If you consider a credit card with only six months intro rate and feel you can’t pay your debt off in less than a year, consider looking for other options available.

Ensure that you let the lender know how much credit card debt you have so that you can get them all transferred. Your lender will then decide what amount of debt can get transferred. If the lender approves an amount lower than your total credit card debt, make sure you transfer the highest interest debt to get the most out of the transfer.

When a Balance Transfer Promo Ends

Limited time offers might not be the best choice for you if your introductory period is over and your interest increases to a standard balance transfer rate.

You can be worse off than before if you’re unable to get your balance transfer paid off during the limited time offer presented by the card. If this could happen, it will be a better option to go with a permanently low-interest-rate card.

What to do if You Have Missed a Payment During the Promotional Period

Your balance transfer rate will go back to normal if you miss the minimum payment during the promotional period. This rate could get as high as 23%! A promotional balance transfer is best suited if you are disciplined and stick to your monthly payments.

Rather avoid this option if you tend to forget to make payments on time.

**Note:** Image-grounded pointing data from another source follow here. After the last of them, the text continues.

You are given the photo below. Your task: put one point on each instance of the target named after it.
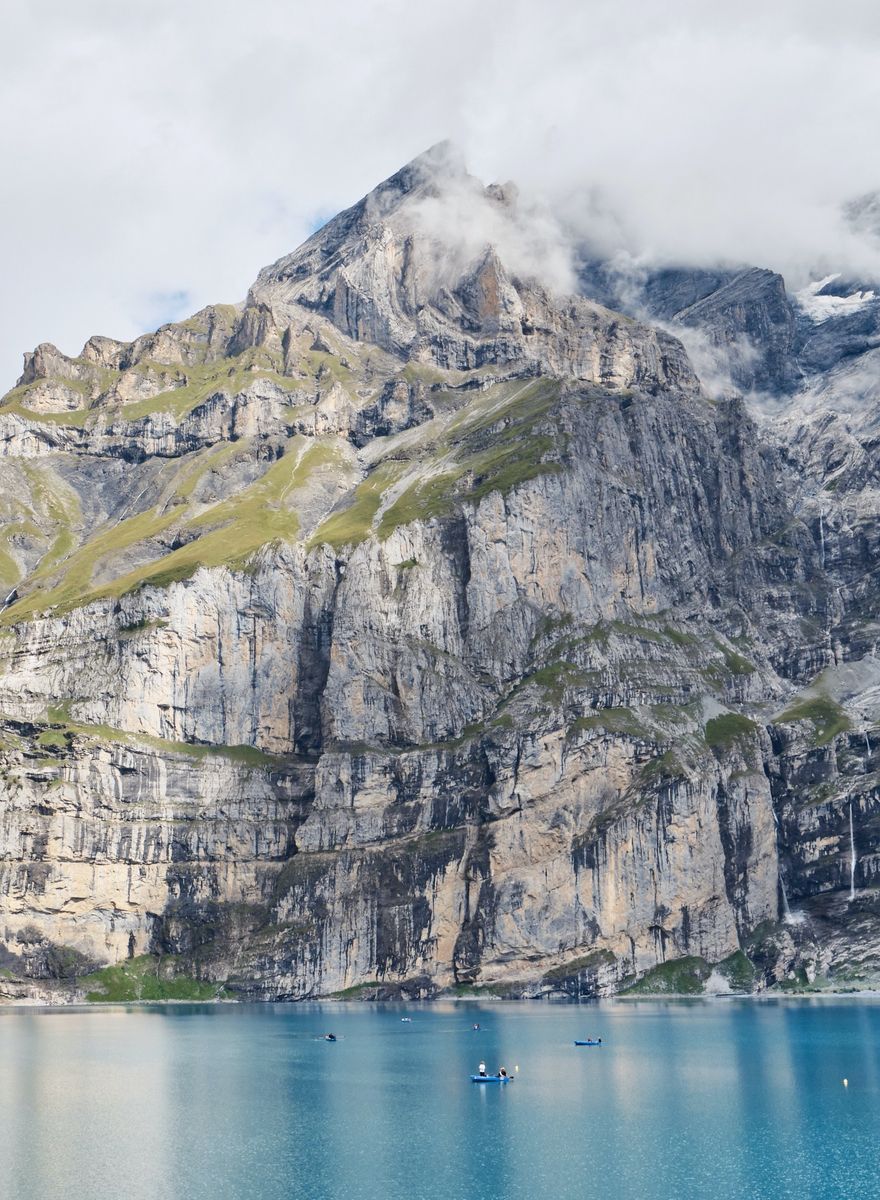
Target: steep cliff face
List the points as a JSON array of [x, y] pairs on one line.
[[412, 627]]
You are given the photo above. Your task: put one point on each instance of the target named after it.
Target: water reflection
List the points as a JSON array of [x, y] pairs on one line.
[[720, 1099]]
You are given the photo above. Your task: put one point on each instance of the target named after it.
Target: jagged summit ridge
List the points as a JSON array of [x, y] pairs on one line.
[[418, 624]]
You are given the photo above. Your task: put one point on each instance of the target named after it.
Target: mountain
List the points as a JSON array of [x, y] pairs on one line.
[[417, 627]]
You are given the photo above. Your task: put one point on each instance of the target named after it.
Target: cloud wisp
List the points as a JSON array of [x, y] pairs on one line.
[[156, 149]]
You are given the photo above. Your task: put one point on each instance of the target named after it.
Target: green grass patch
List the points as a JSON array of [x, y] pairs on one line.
[[244, 755], [725, 731], [53, 738], [678, 977], [235, 528], [591, 961], [610, 720], [738, 971], [826, 715], [358, 991], [147, 977], [353, 525]]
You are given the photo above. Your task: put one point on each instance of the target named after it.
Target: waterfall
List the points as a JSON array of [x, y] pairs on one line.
[[786, 911], [821, 540]]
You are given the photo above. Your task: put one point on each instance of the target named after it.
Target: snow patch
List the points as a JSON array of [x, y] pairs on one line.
[[820, 309]]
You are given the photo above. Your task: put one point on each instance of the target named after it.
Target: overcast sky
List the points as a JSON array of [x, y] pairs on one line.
[[155, 155]]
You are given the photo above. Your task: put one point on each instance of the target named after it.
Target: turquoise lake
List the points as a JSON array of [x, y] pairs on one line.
[[717, 1099]]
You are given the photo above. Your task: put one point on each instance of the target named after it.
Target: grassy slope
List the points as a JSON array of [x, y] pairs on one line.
[[489, 445], [225, 534]]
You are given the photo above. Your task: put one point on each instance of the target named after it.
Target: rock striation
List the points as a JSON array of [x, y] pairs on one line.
[[417, 627]]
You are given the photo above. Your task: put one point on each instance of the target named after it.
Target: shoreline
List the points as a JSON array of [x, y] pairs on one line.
[[872, 994]]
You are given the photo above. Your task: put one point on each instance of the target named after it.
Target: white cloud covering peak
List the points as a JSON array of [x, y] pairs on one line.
[[157, 154]]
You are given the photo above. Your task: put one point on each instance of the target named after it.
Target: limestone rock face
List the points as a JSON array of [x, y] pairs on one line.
[[420, 625]]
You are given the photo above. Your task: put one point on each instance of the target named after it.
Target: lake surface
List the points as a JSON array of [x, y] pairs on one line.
[[720, 1099]]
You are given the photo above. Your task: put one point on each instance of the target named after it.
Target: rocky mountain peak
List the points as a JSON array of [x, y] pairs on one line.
[[424, 624]]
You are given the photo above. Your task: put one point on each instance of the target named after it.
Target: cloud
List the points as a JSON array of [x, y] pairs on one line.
[[154, 148]]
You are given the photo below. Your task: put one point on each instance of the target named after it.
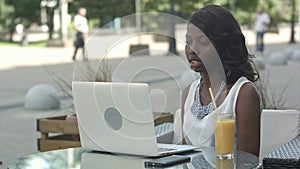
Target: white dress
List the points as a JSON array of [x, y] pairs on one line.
[[200, 132]]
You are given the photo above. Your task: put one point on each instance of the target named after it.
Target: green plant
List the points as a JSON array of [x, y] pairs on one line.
[[102, 74]]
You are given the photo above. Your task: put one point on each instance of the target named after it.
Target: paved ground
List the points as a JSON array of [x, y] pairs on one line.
[[22, 68]]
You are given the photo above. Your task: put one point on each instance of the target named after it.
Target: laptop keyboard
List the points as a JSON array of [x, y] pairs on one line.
[[165, 149]]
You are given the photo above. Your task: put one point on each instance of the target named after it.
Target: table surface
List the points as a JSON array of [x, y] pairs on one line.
[[201, 158]]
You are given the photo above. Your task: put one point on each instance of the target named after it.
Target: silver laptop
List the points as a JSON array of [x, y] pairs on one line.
[[118, 118]]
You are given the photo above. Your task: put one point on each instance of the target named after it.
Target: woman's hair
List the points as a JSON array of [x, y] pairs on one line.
[[225, 34]]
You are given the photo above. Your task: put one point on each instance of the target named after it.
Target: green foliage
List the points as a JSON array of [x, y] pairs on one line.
[[6, 18]]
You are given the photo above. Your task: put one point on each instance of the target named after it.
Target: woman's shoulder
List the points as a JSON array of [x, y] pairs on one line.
[[248, 92]]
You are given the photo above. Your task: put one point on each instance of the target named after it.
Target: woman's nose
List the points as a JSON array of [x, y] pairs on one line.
[[190, 50]]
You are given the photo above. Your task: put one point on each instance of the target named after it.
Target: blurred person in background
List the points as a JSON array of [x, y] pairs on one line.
[[81, 27], [261, 25]]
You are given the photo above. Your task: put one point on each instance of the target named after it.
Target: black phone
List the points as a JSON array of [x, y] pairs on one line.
[[167, 161]]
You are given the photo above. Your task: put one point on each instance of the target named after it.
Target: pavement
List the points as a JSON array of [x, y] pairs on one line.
[[24, 67]]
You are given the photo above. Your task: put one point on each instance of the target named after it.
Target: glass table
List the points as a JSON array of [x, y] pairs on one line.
[[84, 159]]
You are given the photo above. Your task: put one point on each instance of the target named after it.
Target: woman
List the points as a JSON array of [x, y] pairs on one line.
[[215, 48]]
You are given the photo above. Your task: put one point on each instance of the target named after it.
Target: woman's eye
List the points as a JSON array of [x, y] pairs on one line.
[[204, 42], [188, 42]]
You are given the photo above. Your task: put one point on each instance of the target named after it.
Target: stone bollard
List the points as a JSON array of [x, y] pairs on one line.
[[295, 55]]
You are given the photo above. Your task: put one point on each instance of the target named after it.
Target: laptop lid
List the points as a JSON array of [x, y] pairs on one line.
[[115, 117]]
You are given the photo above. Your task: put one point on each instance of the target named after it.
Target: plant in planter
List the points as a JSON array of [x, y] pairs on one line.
[[102, 74]]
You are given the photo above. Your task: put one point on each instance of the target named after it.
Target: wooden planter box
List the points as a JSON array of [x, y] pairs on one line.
[[57, 133]]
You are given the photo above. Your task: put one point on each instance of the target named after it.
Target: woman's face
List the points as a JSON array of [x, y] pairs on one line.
[[199, 50]]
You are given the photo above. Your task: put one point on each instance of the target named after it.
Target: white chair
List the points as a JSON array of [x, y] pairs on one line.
[[277, 128]]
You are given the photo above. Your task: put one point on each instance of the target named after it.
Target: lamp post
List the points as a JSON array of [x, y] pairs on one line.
[[293, 23], [63, 8], [172, 42]]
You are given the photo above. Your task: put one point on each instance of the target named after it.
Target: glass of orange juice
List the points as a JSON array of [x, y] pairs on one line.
[[224, 135]]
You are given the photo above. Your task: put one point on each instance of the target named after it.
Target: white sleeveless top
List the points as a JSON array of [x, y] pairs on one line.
[[201, 131]]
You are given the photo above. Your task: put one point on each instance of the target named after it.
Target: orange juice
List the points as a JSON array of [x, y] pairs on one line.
[[224, 164], [224, 136]]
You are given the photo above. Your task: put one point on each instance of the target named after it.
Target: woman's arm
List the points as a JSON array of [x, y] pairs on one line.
[[183, 99], [248, 119]]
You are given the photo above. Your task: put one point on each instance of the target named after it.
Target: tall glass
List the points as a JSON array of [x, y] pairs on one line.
[[224, 135]]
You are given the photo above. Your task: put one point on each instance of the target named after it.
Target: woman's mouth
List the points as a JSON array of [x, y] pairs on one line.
[[194, 61]]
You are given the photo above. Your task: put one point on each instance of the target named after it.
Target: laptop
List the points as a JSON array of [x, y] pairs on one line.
[[118, 118]]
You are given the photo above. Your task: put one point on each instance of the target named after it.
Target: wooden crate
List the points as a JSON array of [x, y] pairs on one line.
[[57, 133]]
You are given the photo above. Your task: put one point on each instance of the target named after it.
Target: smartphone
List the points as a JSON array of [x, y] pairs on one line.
[[167, 161]]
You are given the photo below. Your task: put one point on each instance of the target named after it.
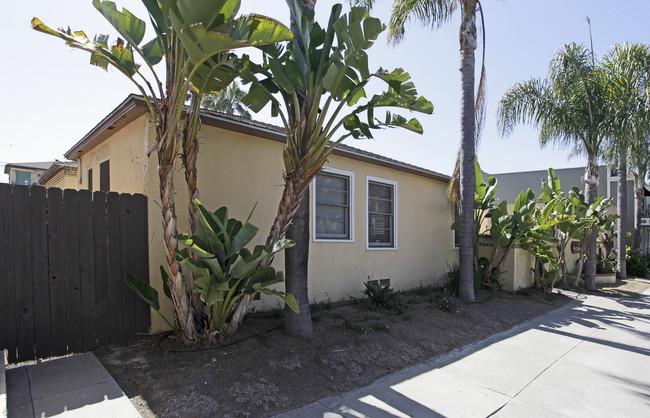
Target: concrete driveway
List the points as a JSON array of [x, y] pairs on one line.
[[590, 358]]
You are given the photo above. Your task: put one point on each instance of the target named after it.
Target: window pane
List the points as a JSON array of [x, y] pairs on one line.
[[381, 222], [332, 206], [23, 177]]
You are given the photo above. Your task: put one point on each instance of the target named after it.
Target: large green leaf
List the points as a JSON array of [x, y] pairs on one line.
[[286, 297], [127, 25], [144, 290], [243, 237]]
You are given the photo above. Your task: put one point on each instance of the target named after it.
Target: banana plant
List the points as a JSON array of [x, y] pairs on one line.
[[592, 217], [194, 38], [227, 271], [317, 85]]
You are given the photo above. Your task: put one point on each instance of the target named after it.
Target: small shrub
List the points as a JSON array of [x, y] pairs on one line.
[[605, 264], [526, 291], [451, 278], [446, 302], [379, 327], [348, 325], [382, 297], [636, 264], [424, 290]]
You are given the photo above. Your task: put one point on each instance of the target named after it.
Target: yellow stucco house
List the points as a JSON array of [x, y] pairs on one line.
[[240, 165], [26, 173]]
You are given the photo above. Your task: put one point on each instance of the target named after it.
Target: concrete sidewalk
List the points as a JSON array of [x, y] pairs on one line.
[[590, 358], [73, 386]]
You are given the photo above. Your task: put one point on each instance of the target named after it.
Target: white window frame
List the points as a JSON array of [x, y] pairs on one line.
[[350, 176], [395, 214]]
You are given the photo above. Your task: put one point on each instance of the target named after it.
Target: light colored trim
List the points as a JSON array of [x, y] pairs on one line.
[[350, 176], [395, 214]]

Can Purchases Get Made With a Balance Transfer?

Even though you can make purchases with your balance transfer card, the Canadian government strongly recommends you not.

Most credit card companies will enable you to make the purchase, but 80% of the purchase will be at the promotional balance transfer rate, and the remaining 20% will get charged at your normal purchase interest rate.

Are There Rewards Available on Balance Transfer Cards?

Some cards will let you earn rewards, but they only get given when you make a purchase and not for any cash advances or balance transfers.

It’s a good idea to rather forego the rewards for the time being and instead concentrate on paying off your balance in full.

Balance Transfers Between the Same Bank

You can’t make balance transfers between the same bank. It has to get done between two separate lenders. You will need to approach a different lender to apply for a transfer of your balance.

Disadvantages of a Balance Transfer

There are, unfortunately, a few disadvantages that you need to be aware of when considering a balance transfer.

  • Your credit score can get affected – Your credit score gets affected by balance transfers every time you apply for a new credit card account. Your credit score will also get impacted if your credit card debt is above 30% of the credit limit. Your credit score can get reduced as you make on-time payments toward your outstanding balance.
  • You can be at risk of more debt – You will get more credit once your balance transfer is successful, and you might end up using your old credit card to make purchases again. It would help if you remained disciplined to avoid additional debt. If you’re feeling too tempted, consider closing your old credit card.

Final Thoughts

Even though there are disadvantages to a balance transfer, transferring your balance can positively impact your finances in the long run. This temporary solution can ultimately save you hundreds of dollars in interest charges.

It will be worth it if you stay disciplined throughout this period to pay off your credit card balance faster, ultimately saving you money.